Camarada Raúl Albino,

Acabei de ler o teu texto no Blog (1), com muito interesse, e não resisti ao impulso de acrescentar qualquer coisa da minha própria vivência como palmilhante daqueles sítios.

Começo por confirmar que, de facto, a progressão de qualquer coluna militar (apeada) naquele tipo de mata era extremamente difícil. Na maior parte das vezes, éramos mesmo obrigados a utilizar os trilhos do IN com os inerentes cuidados e perigos. Nesses trilhos ficaram muitas pernas e alguns tomates de camaradas nossos. A opção era poder ficar debaixo de fogo, encurralados sob um tecto vegetal com os corpos e equipamento enredados pelas lianas. E aí sim, eles faziam-nos a barba.

Mas se a escolha dos itinerários de aproximação era um negócio complicado que por vezes exigia horas de estudo àquele a quem calhava a fava, os trajectos de regresso ou retirada eram ainda mais difíceis de seleccionar. Aí, valia a experiência e o instinto, exclusivamente. É claro que isto era válido para a região que conhecemos, provavelmente os camaradas que trabalharam num contexto florístico diferente, teriam de fazer opções de outra natureza.

Quanto ao secretismo das operações, no meu tempo, ele nunca existiu.
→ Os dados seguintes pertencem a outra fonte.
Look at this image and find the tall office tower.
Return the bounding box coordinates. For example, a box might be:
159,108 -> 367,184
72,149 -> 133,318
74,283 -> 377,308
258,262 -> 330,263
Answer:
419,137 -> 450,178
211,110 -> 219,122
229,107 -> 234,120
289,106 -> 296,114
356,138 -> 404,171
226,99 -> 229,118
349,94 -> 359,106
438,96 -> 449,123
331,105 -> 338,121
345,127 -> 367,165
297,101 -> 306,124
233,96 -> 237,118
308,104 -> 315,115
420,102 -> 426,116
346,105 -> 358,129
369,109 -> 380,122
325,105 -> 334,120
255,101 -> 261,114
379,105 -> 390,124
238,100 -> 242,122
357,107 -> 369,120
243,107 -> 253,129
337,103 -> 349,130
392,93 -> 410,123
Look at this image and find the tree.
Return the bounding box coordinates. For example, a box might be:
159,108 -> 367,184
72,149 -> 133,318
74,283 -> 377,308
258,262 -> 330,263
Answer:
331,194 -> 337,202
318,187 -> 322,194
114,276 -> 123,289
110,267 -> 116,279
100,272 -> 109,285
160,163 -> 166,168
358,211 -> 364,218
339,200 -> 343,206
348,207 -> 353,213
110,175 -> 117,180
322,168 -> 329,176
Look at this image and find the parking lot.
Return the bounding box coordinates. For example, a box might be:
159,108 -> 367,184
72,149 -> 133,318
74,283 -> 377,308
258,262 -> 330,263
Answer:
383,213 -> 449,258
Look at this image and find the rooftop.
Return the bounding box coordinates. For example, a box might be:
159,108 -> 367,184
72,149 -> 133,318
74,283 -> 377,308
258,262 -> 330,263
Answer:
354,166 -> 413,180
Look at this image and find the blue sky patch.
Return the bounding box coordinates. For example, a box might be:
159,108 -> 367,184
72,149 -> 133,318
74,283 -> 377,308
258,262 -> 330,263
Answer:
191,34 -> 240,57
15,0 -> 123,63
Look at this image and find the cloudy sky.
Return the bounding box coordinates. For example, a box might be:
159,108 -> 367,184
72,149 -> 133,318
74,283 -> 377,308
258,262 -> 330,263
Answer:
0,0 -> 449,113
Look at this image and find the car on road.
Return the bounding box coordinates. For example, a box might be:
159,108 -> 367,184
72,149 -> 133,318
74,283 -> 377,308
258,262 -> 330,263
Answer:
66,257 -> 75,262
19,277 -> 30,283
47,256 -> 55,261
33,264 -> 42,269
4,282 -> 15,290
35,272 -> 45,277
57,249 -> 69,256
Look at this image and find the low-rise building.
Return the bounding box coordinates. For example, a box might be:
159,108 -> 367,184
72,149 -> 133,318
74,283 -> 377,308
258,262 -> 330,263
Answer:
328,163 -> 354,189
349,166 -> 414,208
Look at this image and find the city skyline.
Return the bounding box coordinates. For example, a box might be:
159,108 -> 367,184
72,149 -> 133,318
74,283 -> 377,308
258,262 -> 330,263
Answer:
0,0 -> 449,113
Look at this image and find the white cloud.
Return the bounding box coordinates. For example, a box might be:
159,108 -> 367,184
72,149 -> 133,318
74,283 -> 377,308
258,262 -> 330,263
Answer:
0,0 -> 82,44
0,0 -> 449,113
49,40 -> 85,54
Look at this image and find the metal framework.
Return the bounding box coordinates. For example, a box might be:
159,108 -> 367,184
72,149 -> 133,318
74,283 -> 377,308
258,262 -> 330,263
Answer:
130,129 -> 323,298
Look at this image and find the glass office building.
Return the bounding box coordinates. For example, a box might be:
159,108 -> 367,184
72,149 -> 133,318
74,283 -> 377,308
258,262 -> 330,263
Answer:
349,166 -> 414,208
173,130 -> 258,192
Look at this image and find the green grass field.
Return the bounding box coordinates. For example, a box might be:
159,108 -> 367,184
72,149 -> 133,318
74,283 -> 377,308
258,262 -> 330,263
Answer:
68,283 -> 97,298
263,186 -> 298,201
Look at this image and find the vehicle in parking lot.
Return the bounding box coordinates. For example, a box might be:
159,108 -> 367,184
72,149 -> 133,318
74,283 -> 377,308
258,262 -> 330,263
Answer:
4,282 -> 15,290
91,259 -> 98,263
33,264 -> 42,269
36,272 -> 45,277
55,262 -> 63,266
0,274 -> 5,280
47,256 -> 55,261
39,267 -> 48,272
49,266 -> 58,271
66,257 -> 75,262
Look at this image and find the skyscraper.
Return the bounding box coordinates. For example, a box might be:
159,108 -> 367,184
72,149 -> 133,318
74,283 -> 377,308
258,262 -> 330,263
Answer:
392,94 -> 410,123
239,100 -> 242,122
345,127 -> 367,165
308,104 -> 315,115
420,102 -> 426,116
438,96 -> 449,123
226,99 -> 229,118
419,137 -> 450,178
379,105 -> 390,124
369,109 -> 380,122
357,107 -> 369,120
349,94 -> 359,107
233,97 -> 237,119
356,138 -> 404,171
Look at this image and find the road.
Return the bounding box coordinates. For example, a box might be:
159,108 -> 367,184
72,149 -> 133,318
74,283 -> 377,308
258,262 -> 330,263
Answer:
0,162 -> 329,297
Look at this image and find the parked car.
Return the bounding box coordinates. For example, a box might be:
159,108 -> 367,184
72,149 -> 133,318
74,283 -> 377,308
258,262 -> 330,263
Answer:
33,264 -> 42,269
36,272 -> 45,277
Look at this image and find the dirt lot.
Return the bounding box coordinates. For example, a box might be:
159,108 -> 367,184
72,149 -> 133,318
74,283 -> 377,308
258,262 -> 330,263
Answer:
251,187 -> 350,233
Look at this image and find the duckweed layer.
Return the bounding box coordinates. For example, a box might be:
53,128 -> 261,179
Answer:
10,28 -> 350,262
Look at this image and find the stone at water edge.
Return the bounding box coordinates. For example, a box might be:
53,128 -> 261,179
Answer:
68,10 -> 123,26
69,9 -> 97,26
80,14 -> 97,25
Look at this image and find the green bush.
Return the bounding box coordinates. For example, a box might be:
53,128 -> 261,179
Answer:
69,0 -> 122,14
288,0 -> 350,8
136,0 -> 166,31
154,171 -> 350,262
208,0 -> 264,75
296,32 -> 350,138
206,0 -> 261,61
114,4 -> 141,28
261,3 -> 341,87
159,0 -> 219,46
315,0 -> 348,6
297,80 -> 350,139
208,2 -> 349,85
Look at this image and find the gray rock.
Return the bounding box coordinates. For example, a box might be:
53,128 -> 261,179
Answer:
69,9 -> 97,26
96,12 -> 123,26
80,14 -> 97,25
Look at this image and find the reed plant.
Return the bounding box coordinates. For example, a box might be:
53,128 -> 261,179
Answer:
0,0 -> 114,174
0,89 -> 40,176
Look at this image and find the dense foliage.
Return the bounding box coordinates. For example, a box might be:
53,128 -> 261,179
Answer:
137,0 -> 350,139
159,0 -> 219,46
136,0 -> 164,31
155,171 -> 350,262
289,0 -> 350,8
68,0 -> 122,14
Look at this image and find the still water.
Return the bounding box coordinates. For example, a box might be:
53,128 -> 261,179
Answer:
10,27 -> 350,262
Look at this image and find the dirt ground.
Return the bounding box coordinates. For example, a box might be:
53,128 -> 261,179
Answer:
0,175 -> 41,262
Em primeiro lugar, porque havia tempo que o PAIGC e as suas forças armadas possuíam um excelente serviço de rádio-escuta. Os seus especialistas desencriptavam Ordens de Operações emanadas de Rep Oper em Bissau e os comandos regionais eram alertados com a devida antecedência.

Nestes casos, acontecia o que descreves, ou seja, os caminhos que conduziam ao nosso objectivo, ficavam sob vigilância e eram muitas vezes emboscados. Depois, porque na preparação de operações da iniciativa das unidades de quadrícula, havia certos sinais impossíveis de neutralizar, que eram facilmente detectáveis por certos elementos da população. Quem não se lembra das colunas em que até à última da hora ninguém piava, e no entanto, ainda antes dos Unimog e das Berliet formarem, lá estava a tabanca inteira com a respectiva quitanda à espera de boleia?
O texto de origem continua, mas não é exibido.